Das Magnetfeld der Erde hilft Zugvögeln und kompassbewehrten Wanderern, sich in der Landschaft zu orientieren. Es lenkt auch gefährliche Teilchenstrahlung aus dem Weltraum ab.
«Wenn wir kein Magnetfeld hätten, würde ein dauernder Strom an hochenergetischen Sonnenteilchen langsam, aber sicher unsere Atmosphäre abtragen», sagt Claudia Stolle vom Deutschen Geoforschungszentrum in Potsdam, «auch die Ozeane würden austrocknen.» Die Erde würde zum toten Planeten.

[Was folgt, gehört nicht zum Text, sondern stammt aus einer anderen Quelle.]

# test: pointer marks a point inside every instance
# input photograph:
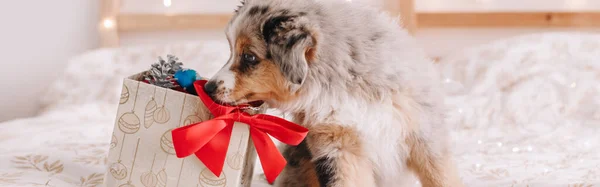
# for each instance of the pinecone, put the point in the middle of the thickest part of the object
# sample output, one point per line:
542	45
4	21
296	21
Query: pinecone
162	73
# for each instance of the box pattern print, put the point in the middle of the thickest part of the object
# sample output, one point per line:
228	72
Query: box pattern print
142	154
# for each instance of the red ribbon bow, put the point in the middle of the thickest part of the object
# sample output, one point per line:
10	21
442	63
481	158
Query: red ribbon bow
209	140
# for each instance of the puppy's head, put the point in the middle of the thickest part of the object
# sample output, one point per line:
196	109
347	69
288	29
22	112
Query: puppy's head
271	50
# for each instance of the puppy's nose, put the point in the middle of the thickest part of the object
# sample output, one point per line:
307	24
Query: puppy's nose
210	87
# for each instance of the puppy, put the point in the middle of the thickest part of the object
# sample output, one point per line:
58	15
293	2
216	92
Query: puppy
369	97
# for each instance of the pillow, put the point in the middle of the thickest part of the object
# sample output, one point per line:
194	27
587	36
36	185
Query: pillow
97	76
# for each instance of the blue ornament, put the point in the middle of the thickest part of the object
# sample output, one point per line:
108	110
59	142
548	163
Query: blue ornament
185	78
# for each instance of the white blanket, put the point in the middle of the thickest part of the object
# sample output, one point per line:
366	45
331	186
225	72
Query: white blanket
526	112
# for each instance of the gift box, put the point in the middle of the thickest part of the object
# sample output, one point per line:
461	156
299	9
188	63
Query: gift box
166	137
142	151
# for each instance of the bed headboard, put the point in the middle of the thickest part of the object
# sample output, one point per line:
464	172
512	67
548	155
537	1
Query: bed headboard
114	22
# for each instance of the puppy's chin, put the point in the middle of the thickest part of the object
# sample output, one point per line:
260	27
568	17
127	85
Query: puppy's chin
242	102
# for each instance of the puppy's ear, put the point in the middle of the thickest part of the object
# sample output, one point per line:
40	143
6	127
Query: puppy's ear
291	45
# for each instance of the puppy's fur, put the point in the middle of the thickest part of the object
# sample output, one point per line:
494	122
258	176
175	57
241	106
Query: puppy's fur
369	97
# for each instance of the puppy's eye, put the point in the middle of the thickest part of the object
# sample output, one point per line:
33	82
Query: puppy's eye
249	58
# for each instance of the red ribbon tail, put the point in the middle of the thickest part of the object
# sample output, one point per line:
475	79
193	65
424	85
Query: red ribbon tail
213	154
270	158
189	139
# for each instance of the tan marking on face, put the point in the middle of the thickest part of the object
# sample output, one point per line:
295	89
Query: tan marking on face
264	82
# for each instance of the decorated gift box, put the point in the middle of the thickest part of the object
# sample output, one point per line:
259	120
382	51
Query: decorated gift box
165	135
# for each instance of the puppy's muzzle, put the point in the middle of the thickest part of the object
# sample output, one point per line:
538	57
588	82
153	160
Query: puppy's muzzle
211	88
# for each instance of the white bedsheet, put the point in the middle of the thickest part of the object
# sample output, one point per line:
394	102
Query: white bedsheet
526	112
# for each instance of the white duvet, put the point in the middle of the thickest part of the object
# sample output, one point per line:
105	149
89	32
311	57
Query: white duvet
525	112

Zehn Prozent schwächer geworden
Das Magnetfeld ist also eine lebenswichtige Schutzhülle. Doch zugleich ist es wenig stabil und hat Schwächezonen wie die «Südatlantische Anomalie». In jenem Gebiet über dem Atlantik, zwischen Südafrika und Brasilien, passieren die meisten Satellitenpannen, weil das Magnetfeld dort zunehmend schwächer wird.

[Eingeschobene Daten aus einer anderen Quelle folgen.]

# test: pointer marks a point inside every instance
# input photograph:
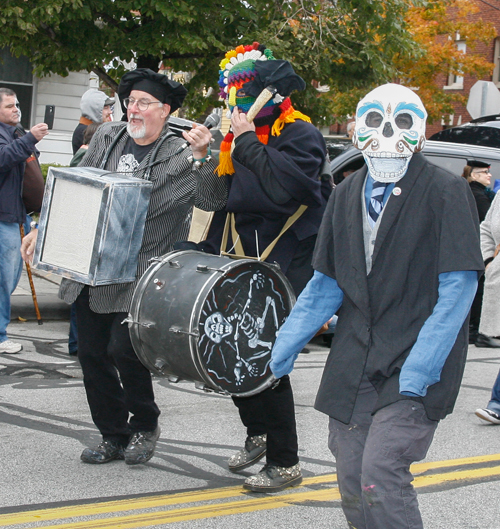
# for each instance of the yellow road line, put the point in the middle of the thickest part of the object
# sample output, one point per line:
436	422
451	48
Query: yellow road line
256	503
147	502
204	511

Auch weltweit schwächelt das Magnetfeld: «In den 150 Jahren, seit wir es messen können, hat es sich um etwa zehn Prozent abgeschwächt», stellt Andy Jackson fest, Physiker an der ETH Zürich.
Ob diese Tendenz so weitergeht oder ob sich das Feld wieder verstärkt, weiss niemand. Das Magnetfeld wirft mehr Fragen auf, als die Forscher Antworten haben. Doch sicher ist: Dieses Kraftfeld hat sich im Verlauf der Erdgeschichte schon viel weitgehender verändert als heute.
Eine Umpolung ist möglich
«Es kann sich umpolen», sagt Andrea Biedermann von der ETH Zürich. Ein solcher Prozess zieht sich über viele Jahrhunderte bis Jahrtausende dahin.

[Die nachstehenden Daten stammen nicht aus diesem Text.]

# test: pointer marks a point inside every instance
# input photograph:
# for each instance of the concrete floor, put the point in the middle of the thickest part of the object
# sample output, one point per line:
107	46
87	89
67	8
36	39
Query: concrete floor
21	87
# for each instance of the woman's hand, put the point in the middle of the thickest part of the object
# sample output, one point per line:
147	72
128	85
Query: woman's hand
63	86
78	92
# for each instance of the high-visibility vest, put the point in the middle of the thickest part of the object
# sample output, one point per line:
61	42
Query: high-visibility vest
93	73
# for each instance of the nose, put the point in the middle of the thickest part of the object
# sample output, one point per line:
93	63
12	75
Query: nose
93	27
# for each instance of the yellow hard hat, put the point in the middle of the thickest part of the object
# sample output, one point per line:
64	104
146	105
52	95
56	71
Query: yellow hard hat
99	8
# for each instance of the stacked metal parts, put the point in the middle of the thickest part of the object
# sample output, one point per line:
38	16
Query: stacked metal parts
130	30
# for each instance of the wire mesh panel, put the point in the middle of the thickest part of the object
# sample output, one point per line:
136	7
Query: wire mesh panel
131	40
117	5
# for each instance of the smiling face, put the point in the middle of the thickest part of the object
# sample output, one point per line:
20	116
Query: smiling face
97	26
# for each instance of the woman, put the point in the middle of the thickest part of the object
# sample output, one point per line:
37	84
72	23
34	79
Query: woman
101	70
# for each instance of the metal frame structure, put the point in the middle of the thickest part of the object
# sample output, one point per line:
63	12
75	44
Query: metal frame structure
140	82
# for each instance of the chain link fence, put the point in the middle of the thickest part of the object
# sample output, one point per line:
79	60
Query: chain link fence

«Zunächst schwächt sich das Magnetfeld stark ab, dann folgt eine etwas chaotische Phase, in der es vier, acht oder noch mehr Pole geben kann, bis sich das Magnetfeld wieder stabilisiert, aber mit dem Nord- und Südpol vertauscht.»
Umpolungen in der Vergangenheit
Rekonstruieren lässt sich das mit Hilfe von Computermodellierungen und Gesteinsanalysen, wie Andrea Biedermann sie macht. Magnetische Gesteine tragen eine Art Fingerabdruck des Erdmagnetfelds zur Zeit ihrer Entstehung in sich.
«Wenn zum Beispiel bei einem Vulkanausbruch magnetithaltige Lava an die Oberfläche kommt und sich abkühlt, wird die Ausrichtung und die Stärke des Erdmagnetfelds jener Zeit im Gestein gespeichert», erklärt die Physikerin.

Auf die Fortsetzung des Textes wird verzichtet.